Estamos acostumbrados a pensar en el clasicismo como un lenguaje figurativo, pero la obra de Fabrizio Barozzi y Alberto Veiga muestra cómo pueden reconciliarse clasicismo y abstracción. Si la condición de clásico no se asocia a columnas y frontones sino a la consistencia entre las partes y el todo de una construcción, el trabajo del estudio barcelonés resulta bien descrito por ese término, porque la monumentalidad de tantas de sus obras y la materialidad de cualquiera de sus fábricas se soporta en una ejemplar cohesión entre los elementos y el conjunto. Al cabo, la belleza violenta de sus volúmenes y espacios no descansa en ornamentos amables o referencias históricas, sino en la audacia de la propuesta formal y en la decantación extrema de sus ecos lingüísticos, en un proceso de depuración hacia el grado cero de la arquitectura que deja un residuo sólido de áspera abstracción.
Al poeta Pere Gimferrer debemos un endecasílabo exacto que ilustra bien el desafío de esta arquitectura liberada del peso grave del pasado: «Si pierdo la memoria, ¡qué pureza!» Ayuna de memoria, por más que los pecios de la historia dejen una huella taquigráfica o sirvan de inspiración de la decisión formal, la obra de Barozzi Veiga golpea la inteligencia y la pupila con una síntesis abstracta de las condiciones del encargo y del entorno, una conclusión analítica que es también una propuesta estructural y material donde el cúmulo de circunstancias que confluyen en el proyecto se integran y resumen en una forma de geometría rotunda y despojada que constituye el núcleo de su clasicismo abstracto: no menos clasicista porque ocasionalmente se corone con los vértices aguzados de una sensibilidad gótica y no menos abstracta porque siempre procure responder a la especificidad del emplazamiento.

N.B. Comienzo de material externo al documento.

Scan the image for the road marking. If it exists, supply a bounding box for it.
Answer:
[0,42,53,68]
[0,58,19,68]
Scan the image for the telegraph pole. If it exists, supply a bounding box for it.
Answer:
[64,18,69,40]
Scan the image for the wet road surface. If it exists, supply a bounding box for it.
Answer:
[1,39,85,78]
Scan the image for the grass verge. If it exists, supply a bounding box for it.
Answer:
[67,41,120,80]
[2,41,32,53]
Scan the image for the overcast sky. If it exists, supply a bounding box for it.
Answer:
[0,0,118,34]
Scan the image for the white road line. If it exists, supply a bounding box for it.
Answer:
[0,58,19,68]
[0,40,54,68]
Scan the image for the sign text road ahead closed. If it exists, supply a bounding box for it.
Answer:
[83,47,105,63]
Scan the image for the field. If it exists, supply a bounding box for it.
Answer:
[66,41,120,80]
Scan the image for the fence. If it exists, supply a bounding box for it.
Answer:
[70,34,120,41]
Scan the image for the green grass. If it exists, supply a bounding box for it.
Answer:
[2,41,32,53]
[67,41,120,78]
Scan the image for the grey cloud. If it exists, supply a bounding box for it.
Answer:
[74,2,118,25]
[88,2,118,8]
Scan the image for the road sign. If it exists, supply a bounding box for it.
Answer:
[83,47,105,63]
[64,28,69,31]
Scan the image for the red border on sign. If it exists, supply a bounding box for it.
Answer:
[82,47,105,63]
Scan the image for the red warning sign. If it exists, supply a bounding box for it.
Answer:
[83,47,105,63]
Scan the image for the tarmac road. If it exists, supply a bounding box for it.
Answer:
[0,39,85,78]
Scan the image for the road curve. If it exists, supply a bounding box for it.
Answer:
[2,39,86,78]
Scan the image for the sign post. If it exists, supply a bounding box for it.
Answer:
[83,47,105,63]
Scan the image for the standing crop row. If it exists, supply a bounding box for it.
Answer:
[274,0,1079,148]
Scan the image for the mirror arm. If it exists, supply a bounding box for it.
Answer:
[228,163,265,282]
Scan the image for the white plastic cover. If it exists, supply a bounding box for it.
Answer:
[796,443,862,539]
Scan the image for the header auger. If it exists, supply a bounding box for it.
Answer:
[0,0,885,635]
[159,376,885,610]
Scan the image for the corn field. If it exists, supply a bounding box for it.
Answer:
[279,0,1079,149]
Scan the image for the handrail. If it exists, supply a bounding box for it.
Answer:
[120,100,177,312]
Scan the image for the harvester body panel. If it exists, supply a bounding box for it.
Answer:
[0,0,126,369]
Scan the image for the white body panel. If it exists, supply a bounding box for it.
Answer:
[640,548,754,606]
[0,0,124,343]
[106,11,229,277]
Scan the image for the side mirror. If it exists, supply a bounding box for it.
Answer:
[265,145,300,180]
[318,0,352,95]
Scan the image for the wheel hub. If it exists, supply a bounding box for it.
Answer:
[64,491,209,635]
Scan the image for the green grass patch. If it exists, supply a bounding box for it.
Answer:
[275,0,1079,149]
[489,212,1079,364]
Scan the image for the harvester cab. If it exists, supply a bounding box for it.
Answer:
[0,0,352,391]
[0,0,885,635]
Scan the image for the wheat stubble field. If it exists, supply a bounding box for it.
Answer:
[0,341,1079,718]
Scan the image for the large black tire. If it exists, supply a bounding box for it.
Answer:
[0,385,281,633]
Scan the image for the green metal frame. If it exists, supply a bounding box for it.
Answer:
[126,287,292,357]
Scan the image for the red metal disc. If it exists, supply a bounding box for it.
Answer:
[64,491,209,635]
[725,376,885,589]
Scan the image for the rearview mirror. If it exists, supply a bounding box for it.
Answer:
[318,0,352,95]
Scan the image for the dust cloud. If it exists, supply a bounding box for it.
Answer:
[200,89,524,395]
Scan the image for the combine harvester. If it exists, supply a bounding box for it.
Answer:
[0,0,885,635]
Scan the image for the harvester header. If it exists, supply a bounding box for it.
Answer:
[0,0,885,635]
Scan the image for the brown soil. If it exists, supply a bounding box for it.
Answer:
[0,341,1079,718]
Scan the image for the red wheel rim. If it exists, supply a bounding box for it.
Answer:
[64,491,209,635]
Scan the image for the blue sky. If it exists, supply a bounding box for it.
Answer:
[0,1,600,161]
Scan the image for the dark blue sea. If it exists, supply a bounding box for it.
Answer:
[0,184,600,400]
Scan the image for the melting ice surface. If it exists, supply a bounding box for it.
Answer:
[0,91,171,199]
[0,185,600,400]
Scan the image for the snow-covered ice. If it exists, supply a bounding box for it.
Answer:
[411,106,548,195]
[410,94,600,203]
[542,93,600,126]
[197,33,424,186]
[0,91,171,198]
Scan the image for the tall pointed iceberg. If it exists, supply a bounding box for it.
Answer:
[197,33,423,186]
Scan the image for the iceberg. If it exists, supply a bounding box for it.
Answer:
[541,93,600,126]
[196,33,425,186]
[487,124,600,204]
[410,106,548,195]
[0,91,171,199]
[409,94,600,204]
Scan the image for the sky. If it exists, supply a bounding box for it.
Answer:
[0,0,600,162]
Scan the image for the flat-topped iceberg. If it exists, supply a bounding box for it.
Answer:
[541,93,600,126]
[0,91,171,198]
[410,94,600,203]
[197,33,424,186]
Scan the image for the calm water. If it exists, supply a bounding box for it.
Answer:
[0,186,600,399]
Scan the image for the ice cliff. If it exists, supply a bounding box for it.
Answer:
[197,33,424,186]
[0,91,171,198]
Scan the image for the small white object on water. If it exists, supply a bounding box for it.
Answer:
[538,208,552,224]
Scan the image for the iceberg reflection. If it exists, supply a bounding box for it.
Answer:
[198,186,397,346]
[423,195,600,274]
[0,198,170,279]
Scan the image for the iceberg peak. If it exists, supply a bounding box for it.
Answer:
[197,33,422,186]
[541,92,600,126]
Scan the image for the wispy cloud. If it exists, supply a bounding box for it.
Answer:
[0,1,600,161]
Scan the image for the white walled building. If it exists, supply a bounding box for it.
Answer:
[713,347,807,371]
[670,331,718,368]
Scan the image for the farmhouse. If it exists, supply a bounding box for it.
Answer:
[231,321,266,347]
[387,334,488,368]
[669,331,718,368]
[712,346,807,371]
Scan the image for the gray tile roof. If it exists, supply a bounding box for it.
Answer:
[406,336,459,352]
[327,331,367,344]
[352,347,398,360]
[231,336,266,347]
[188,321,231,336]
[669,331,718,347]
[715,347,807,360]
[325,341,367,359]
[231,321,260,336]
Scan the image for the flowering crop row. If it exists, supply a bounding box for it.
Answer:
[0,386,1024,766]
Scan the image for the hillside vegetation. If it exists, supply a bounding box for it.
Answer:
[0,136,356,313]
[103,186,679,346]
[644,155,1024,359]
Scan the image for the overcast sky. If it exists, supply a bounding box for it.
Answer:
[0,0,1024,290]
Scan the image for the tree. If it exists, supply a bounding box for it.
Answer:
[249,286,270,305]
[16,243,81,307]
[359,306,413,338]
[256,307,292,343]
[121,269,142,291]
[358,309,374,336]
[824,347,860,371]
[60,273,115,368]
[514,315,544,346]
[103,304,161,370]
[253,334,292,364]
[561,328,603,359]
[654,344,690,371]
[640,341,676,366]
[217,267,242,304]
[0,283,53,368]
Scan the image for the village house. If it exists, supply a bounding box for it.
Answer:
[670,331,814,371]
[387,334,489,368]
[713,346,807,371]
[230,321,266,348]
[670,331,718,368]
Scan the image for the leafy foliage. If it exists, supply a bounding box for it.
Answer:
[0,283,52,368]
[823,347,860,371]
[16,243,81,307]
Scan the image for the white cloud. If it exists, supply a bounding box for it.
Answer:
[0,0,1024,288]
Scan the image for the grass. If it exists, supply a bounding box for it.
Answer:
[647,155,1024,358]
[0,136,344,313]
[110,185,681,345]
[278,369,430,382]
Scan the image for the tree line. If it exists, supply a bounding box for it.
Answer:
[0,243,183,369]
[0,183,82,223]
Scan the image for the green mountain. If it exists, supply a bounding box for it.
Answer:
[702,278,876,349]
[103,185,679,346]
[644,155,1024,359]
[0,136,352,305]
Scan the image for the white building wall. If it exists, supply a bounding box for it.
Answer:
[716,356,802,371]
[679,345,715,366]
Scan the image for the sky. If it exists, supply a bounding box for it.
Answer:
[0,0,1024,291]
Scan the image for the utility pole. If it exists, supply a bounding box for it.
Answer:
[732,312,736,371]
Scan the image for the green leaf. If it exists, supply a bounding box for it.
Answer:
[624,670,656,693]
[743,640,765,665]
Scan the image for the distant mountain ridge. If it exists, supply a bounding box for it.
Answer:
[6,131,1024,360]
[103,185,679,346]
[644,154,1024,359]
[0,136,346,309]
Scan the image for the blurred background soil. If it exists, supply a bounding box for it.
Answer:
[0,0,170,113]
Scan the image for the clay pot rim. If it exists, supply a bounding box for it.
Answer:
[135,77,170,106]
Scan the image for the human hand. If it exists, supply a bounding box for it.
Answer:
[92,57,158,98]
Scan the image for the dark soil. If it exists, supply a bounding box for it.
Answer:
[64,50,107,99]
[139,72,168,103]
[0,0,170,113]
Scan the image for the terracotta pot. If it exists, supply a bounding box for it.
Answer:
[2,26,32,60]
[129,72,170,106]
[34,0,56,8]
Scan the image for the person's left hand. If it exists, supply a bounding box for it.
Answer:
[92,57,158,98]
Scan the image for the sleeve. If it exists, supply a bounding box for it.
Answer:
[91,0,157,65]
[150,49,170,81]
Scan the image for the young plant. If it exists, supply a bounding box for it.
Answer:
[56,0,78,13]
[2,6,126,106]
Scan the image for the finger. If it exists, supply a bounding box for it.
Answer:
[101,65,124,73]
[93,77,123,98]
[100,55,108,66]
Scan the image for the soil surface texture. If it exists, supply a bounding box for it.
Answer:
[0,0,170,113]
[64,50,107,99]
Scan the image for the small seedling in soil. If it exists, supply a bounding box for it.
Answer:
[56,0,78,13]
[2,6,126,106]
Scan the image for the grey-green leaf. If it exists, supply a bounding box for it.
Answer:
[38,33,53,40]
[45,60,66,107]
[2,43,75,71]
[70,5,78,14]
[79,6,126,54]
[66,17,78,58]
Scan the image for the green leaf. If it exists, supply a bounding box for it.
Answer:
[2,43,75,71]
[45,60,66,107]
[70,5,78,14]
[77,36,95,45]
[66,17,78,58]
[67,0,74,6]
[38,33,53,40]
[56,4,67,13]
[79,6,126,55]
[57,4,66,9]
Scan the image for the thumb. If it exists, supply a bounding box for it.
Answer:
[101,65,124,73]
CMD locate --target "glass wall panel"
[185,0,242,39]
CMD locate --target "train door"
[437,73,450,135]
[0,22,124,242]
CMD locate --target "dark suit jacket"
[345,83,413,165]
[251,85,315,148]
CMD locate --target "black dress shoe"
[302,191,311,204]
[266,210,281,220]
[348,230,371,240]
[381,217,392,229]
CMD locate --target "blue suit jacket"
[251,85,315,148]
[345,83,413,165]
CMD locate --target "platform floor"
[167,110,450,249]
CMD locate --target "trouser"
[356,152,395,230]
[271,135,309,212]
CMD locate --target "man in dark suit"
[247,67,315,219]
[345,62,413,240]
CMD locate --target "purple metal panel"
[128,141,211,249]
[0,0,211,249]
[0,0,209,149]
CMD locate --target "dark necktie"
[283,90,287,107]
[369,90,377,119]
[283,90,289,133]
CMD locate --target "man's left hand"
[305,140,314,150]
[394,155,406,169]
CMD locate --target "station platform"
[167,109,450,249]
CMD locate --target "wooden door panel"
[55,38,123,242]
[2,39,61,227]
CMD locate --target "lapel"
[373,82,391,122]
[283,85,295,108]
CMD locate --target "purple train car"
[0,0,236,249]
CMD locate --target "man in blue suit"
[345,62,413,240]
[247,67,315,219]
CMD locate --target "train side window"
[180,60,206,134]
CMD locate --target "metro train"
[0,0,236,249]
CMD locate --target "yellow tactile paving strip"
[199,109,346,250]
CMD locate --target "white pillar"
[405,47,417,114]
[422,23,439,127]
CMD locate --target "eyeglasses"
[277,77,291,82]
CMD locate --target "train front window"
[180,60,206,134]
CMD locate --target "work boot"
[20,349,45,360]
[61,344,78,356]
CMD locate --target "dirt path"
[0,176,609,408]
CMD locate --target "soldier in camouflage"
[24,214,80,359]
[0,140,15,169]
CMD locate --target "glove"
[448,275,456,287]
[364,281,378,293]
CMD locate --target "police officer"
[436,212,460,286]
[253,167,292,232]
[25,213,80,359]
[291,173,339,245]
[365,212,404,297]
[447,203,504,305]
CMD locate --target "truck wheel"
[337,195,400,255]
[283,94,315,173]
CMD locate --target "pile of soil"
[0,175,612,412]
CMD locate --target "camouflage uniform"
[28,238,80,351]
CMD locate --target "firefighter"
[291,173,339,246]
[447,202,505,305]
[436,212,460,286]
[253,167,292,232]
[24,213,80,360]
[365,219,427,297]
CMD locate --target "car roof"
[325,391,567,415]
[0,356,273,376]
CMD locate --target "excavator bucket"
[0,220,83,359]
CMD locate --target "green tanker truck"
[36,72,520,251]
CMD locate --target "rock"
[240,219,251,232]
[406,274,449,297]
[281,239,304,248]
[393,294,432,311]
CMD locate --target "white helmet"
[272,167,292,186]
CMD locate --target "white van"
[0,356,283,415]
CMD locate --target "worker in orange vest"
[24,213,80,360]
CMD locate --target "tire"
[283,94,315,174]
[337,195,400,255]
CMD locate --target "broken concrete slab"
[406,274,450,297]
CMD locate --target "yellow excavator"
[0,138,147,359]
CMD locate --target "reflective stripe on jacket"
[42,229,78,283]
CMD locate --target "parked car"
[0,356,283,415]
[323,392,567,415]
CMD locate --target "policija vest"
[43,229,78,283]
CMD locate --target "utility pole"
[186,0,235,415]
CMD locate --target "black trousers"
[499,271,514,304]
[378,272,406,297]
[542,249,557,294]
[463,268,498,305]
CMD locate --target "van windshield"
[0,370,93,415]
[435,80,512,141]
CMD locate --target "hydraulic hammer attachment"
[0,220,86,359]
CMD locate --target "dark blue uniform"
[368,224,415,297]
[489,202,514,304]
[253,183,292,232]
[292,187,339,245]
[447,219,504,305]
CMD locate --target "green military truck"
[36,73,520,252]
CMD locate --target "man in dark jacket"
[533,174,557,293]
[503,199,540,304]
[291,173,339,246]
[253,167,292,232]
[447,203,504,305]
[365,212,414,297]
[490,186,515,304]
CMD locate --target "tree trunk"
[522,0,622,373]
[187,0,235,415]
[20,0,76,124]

La tensión entre la forma autónoma y su inevitable subordinación al sitio dota a esta arquitectura de una riqueza añadida de matices expresivos y complejidad interna que impide interpretar los edificios con el simplismo de un parti formal o el recurso fácil de situarlos en una secuencia identificando los rasgos que se trasladan de una obra a otra, porque ni la singularidad del gesto ni la evolución paulatina de las formas explican la naturaleza última de sus logros. Es posible que el Zeitgeist —el espíritu del tiempo — se oponga al genius loci —el espíritu del lugar— de la misma manera que la geometría de la apuesta formal deba dialogar con los rasgos del entorno, y es seguro que el conflicto entre lo genérico del proyecto y lo específico del emplazamiento es la fuente de la que mana el generoso caudal de inspiración e influencia de este clasicismo abstracto, pero no abstraído de su tiempo y su lugar.